Vitor Ramil arrancou aplausos e despertou emoções: ótimo público no Mauá
Mara Pante
Um Vitor Ramil romântico, despachado, subiu ao palco do Teatro Mauá no sábado à noite para fazer o que melhor sabe: cantar e tocar. O cantor e compositor gaúcho sempre mostra um Brasil musicalmente desconhecido pela maior parte dos brasileiros. Através da milonga – com suas origens espanholas, fortemente presentes no Uruguai e na Argentina, mas que fincou raízes no sul do país e se tornou brasileira, fala dos tipos, das paisagens e das tradições do rincão. Tocou várias músicas do seu álbum, “Délibab” (cujo significado é “miragem”, vem de déli (do sul) + báb (de bába: ilusão). “Como não ficar maravilhado diante daquela “ilusão do sul”, ainda que fosse só uma miragem?”, conforme definiu), composto e baseado nas obras de dois poetas – o argentino Jorge Luis Borges e o brasileiro João da Cunha Vargas, lá do Alegrete. Este guardava seus versos de memória e sua obra era composta de apenas 12 ou 13 deles. “Já musiquei todos. É um homem do campo com uma dimensão humana muito grande”, salientou Ramil pouco antes de tocar Chimarrão – o instrumental dessa música é o ponto alto do disco. “ Gravar as milongas que havia composto para os versos de Jorge Luis Borges e de João da Cunha Vargas seria documentar uma projeção de imagens remotas, de arrabaldes buenairenses e ambientes campeiros, na urbanidade de nossos tempos atuais; seria registrar minha visão do que já fora visto por outros em outra parte”, pontuou.

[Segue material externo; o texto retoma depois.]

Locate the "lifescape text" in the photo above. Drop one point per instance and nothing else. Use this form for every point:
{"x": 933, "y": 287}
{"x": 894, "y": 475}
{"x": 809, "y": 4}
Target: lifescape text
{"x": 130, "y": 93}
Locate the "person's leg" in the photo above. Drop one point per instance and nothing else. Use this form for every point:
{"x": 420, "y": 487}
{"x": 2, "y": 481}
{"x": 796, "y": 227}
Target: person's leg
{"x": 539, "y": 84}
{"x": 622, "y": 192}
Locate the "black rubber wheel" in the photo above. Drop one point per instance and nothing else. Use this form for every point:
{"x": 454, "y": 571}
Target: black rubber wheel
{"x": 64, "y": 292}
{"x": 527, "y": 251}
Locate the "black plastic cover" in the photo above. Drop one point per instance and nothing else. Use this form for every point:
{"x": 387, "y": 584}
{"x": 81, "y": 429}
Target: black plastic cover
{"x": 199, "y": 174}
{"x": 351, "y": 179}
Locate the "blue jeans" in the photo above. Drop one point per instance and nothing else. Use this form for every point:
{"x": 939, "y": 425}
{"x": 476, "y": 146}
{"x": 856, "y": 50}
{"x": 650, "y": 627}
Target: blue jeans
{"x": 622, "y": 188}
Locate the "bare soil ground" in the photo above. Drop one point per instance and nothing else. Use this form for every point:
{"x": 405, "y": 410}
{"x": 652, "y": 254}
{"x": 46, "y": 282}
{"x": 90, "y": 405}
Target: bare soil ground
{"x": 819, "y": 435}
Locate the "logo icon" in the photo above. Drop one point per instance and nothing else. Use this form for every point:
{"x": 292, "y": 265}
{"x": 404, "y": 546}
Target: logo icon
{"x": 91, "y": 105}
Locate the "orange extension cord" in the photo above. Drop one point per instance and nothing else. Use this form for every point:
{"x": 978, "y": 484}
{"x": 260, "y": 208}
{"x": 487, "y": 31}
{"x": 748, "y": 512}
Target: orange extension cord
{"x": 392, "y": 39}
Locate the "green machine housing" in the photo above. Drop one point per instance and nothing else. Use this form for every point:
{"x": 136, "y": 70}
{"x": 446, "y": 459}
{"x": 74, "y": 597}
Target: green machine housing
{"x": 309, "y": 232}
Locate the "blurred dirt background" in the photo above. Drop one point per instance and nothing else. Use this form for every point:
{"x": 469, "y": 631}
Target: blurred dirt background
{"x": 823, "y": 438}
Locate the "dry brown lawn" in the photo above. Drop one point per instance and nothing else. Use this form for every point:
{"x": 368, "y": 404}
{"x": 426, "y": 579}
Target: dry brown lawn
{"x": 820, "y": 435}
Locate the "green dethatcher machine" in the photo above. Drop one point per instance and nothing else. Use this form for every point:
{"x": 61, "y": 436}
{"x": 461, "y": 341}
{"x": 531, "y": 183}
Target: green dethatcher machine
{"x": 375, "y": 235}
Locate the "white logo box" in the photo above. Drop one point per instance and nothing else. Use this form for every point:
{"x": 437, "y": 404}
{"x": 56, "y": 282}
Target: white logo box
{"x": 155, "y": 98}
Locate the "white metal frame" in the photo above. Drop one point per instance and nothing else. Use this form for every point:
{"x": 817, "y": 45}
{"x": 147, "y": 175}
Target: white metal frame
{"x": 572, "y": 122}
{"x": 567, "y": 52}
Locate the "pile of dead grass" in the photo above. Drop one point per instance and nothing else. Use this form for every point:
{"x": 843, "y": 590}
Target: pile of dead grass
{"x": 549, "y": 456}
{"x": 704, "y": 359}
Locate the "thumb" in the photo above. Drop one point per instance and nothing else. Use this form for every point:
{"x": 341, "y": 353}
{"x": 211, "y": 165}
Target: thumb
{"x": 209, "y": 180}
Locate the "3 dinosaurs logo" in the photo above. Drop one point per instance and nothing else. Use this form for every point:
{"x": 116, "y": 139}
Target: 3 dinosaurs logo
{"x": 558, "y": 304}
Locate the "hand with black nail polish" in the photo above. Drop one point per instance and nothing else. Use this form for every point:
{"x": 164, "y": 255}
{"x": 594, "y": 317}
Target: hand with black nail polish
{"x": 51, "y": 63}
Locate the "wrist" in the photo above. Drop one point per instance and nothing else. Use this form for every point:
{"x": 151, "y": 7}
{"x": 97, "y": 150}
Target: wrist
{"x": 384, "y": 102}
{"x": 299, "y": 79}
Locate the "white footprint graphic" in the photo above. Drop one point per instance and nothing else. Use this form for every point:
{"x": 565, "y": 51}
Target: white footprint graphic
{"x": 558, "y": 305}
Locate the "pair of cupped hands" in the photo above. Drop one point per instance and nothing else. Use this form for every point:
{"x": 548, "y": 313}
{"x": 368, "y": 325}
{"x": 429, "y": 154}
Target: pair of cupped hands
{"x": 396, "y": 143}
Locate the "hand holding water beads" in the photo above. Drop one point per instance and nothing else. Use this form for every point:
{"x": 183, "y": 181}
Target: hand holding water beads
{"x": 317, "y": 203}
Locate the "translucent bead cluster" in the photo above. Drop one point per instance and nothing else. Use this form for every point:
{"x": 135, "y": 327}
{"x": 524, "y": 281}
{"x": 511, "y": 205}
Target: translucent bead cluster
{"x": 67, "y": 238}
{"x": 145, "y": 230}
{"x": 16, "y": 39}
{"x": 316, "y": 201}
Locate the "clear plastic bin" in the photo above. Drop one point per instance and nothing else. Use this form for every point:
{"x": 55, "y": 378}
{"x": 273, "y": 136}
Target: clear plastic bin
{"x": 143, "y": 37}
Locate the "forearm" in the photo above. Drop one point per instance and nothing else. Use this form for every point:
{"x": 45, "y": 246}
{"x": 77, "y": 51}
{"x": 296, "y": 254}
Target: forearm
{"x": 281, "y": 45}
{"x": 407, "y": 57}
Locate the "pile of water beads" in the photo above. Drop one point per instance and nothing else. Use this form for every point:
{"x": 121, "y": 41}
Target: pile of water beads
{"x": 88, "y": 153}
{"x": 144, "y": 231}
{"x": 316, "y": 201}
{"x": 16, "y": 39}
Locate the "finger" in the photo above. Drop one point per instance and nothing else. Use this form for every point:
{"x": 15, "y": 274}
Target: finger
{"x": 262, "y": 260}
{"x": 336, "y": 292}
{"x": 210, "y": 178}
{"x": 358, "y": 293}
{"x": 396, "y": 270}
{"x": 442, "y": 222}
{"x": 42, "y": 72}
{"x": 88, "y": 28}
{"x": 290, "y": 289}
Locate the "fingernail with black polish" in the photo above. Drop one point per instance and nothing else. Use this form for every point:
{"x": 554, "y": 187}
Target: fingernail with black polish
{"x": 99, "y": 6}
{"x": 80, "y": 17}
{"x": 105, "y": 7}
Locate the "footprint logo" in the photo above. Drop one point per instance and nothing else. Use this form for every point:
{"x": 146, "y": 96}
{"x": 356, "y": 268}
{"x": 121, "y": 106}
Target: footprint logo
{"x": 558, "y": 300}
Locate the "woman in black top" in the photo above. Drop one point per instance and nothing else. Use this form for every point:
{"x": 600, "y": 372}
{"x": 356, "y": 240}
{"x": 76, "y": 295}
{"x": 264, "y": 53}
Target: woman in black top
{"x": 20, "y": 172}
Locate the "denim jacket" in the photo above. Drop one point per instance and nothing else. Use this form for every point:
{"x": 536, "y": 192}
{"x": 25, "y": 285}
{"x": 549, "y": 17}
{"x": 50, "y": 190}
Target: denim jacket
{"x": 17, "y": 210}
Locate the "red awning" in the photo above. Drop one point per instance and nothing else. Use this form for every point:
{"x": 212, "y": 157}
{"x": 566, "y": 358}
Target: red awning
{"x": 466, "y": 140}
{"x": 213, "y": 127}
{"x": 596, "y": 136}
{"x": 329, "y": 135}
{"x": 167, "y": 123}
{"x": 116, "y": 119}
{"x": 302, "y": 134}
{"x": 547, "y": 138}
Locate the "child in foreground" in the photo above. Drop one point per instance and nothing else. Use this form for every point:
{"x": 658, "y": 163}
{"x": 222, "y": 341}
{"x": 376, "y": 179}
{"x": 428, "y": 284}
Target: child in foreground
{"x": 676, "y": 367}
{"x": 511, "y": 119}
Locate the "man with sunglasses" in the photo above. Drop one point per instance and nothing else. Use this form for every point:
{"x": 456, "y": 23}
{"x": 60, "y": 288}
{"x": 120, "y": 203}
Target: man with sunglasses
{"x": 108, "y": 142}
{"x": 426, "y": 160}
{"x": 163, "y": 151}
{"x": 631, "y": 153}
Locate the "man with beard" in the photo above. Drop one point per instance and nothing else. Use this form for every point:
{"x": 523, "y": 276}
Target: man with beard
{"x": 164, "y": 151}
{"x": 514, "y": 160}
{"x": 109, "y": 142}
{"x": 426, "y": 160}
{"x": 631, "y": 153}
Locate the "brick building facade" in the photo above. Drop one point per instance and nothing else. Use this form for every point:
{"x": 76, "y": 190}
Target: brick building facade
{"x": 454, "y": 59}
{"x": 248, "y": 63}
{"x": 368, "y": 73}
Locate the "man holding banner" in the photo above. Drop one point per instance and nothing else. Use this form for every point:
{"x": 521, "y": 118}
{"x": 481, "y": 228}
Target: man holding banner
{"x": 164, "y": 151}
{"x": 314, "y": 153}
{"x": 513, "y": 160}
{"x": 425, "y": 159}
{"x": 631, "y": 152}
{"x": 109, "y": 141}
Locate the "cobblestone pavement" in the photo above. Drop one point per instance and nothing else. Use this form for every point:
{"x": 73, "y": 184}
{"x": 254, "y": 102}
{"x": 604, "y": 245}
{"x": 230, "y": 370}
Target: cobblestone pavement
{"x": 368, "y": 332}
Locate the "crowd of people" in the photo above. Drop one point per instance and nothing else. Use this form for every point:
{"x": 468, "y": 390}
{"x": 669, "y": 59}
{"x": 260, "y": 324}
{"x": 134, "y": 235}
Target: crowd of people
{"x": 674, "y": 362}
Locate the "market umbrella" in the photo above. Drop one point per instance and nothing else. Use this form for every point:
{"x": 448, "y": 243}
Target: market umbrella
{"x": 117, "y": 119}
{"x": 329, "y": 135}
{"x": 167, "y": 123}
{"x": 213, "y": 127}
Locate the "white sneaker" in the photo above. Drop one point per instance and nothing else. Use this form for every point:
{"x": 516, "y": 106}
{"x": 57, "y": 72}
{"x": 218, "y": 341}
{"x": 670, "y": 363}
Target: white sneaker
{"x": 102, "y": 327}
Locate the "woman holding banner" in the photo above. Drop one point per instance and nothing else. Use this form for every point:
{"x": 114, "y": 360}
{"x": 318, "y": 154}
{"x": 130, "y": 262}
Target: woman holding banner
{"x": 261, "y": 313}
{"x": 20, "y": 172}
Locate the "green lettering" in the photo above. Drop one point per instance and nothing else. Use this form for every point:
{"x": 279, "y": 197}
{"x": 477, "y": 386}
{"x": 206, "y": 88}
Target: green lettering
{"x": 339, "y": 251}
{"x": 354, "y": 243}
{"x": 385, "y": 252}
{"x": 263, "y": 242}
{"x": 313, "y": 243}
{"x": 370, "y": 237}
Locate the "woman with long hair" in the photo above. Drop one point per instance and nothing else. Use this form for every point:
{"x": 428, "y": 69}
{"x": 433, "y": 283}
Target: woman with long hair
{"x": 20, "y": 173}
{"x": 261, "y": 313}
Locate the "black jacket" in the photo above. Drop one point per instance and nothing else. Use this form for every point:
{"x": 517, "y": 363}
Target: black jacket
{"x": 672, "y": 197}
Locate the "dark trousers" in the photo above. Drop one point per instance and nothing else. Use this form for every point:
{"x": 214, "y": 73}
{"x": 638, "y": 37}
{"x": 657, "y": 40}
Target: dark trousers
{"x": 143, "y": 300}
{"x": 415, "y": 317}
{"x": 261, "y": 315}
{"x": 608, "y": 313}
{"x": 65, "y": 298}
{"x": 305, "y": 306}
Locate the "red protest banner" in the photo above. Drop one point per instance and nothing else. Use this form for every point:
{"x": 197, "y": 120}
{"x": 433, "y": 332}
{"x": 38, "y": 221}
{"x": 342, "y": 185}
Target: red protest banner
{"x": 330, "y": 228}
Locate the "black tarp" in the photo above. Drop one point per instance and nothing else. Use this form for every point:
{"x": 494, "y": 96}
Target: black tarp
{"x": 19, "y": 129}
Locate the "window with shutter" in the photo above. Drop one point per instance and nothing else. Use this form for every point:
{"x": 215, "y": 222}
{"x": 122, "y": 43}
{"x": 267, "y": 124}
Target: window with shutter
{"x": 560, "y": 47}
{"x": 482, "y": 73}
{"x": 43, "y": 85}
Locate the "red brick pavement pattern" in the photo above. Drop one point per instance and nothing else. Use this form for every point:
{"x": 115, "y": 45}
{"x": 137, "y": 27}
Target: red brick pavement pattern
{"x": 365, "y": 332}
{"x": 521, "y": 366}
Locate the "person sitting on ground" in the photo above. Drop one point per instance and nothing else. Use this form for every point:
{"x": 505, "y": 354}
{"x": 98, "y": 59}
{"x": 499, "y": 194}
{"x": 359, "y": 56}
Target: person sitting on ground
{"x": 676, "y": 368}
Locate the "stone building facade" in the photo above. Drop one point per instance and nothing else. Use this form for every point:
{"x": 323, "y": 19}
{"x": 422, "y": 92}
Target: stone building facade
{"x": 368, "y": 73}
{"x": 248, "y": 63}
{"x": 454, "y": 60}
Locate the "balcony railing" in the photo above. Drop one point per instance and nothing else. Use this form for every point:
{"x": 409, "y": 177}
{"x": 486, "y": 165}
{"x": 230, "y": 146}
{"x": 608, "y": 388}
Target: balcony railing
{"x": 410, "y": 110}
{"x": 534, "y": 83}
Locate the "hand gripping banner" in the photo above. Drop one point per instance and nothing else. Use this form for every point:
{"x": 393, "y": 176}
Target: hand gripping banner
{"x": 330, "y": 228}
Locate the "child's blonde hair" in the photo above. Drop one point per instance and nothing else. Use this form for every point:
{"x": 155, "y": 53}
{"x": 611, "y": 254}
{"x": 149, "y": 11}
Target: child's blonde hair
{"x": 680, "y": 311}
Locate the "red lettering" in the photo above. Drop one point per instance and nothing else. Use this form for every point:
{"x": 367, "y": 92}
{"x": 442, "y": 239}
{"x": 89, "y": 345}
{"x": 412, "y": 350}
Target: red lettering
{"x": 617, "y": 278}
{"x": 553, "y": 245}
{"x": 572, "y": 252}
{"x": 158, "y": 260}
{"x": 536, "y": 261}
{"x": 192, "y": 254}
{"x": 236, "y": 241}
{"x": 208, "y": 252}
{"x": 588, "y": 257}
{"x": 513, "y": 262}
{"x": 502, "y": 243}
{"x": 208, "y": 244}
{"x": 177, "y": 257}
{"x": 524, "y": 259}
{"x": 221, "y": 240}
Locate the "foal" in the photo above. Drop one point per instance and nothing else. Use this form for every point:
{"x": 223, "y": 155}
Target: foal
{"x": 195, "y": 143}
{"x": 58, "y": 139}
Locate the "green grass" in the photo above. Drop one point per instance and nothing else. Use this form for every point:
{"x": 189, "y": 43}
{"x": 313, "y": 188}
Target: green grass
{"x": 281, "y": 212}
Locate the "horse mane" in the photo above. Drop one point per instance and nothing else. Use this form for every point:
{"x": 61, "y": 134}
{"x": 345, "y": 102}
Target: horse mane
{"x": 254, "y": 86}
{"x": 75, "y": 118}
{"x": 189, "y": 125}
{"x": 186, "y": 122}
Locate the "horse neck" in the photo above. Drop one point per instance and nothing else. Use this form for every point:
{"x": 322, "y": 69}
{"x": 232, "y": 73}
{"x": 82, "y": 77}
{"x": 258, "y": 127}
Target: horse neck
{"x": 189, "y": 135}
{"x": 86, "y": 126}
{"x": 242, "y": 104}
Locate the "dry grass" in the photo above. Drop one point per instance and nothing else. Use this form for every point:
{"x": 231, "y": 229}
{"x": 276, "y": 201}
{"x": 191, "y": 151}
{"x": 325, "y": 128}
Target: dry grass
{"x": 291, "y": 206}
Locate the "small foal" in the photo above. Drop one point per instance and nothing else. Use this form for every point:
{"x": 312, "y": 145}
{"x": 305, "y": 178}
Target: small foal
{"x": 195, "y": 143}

Tocou e cantou também os poemas de Fernando Pessoa, por ele musicados como Noite de São João. Tocou “Milonga de los Morenos”, onde no disco divide os vocais com Caetano Veloso. Cantou: “…Garibaldi desliza puxando no campo um provável navio Farroupilha…” e João da Cunha Vargas: …”alcei a perna no pingo… e a tropezito no mas fui aumentando a distância…” Cantou e cantou. E era tudo que a plateia precisava para uma noite fria e chuvosa. Teve que voltar e cantar mais, ao que respondeu bem humorado: “eu já esperava por isso”.
Fotos: Ricardo Melchiors
O tocador de poemas – dele e dos outros – encantando aos trinta anos de carreira
DE VOLTA AO PASSADO
Mas foi com Estrela, Estrela (gravado por Gal Costa no disco Fantasia, de 1981), que ele levou muitos de volta a um passado gostoso – tempo esse que Ramil não perdeu em si – continua o mesmo da seresteira que compôs aos dezoito anos. Na sequência tocou sua primeira milonga: “nós vamos prosseguir companheiros, medo não há…” (Semeadura, em parceria com Fogaça, a mais clássica de suas milongas).
Enfim, o show foi mais de uma hora de deleite, para os muitos fãs que aproveitaram a oportunidade oferecida pelo projeto ArteSesc Cultura por Toda Parte. Ramil agradeceu ao Sesc pedindo: “Que o Sesc me traga toda semana, vou vir com prazer”.
FOI NO MÊS QUE VEM
Ramil aproveitou a ocasião para divulgar um seu próximo disco – um trabalho único em sua carreira, um álbum duplo com trinta músicas de sua autoria que serão selecionadas dentre as sessenta que estarão em seu songbook. O songbook, está sendo feito por Vagner Cunha, com assistência de Fabrício Gambogi e será lançado pela Editora Belas Letras no segundo semestre deste ano. O álbum sai na mesma ocasião, como lançamento da Satolep Music.
Foi no mês que vem reune canções e milongas de Vitor, marcantes em sua trajetória, seja do ponto de vista artístico ou da repercussão junto ao público. As trinta músicas do repertório, ainda em processo de seleção, serão escolhidas a partir do que Vitor gravou em seus discos. Apenas o repertório de délibáb, por ser muito recente, deve ficar de fora (excetuando-se as milongas que também aparecem em discos anteriores).
Ramil aproveitou para divulgar um seu próximo disco: Foi no Mês que Vem
COPIANDO O MESTRE
Quem tiver o songbook poderá executar as músicas ao violão tendo o disco como referência. O songbook permitirá a músicos amadores e profissionais conhecer em detalhes as afinações preparadas, as harmonias e melodias de Vitor. O violão e a voz serão a base do disco, mas haverá, na maior parte dele, participações especiais de músicos e intérpretes com quem ele tem colaborado ao longo dos anos.
Nos 30 anos de carreira, o irmão caçula da dupla Kleiton & Kledir, lançou nove discos, três livros, fez teatro e levou a MPB ao exterior nas suas turnês.